The development of organisms depends on the correct regulation of gene expression, including the silencing of genes that should not be active. This repression is controlled by specialised transcription factors that recruit co-repressors to silence transcription, even in the presence of activating cues. Until now, scientists did not know whether co-repressors can broadly silence all enhancers or display distinct specificities. In the current issue of the journal Science, a team of researchers from the lab of Alexander Stark show that most enhancers can be repressed by only a subset of co-repressors.

The “correct” expression of genes to build proteins is mediated by transcription, the formation of an RNA copy of the specific DNA-section that is a gene. This is arguably the most fundamental process of life, steered by the precise switching “on” and “off” of transcription – activation and repression.

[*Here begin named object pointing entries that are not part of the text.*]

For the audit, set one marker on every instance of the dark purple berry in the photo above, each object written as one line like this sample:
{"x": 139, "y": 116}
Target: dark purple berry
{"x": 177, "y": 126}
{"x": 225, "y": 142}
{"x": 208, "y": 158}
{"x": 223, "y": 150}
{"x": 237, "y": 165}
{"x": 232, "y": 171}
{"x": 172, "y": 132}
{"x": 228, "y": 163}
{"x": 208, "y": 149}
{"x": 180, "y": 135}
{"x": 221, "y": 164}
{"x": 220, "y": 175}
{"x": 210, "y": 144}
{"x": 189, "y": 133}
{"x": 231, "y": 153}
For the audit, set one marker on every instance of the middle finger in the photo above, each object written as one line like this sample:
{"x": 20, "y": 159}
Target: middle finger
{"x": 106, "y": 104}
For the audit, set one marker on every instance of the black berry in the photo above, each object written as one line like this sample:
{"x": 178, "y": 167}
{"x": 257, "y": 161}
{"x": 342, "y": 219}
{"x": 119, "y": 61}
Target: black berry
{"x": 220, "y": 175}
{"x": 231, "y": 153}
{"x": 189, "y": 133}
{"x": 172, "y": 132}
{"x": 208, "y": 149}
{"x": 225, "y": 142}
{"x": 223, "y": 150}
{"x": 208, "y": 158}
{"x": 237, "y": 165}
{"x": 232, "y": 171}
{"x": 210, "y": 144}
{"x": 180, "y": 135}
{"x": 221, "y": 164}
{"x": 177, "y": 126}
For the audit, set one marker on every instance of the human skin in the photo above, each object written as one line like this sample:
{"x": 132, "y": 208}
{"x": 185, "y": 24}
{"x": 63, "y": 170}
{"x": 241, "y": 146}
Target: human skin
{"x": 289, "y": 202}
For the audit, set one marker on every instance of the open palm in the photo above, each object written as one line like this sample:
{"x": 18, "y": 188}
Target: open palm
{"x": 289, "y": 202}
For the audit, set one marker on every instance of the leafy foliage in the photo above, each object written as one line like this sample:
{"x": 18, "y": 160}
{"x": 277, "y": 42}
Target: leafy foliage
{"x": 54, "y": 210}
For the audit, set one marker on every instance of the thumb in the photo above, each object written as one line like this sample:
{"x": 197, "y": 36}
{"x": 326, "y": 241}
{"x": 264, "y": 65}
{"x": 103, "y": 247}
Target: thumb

Although the repression of transcription is so fundamentally important, our understanding of the interactions between well-known transcriptional corepressors and active enhancers is still patchy. A handful of examples suggest that not all repressors can silence all activators, but scientists are still in the dark about how common corepressor-enhancer specificities are, and which regulatory rules such specificities might govern.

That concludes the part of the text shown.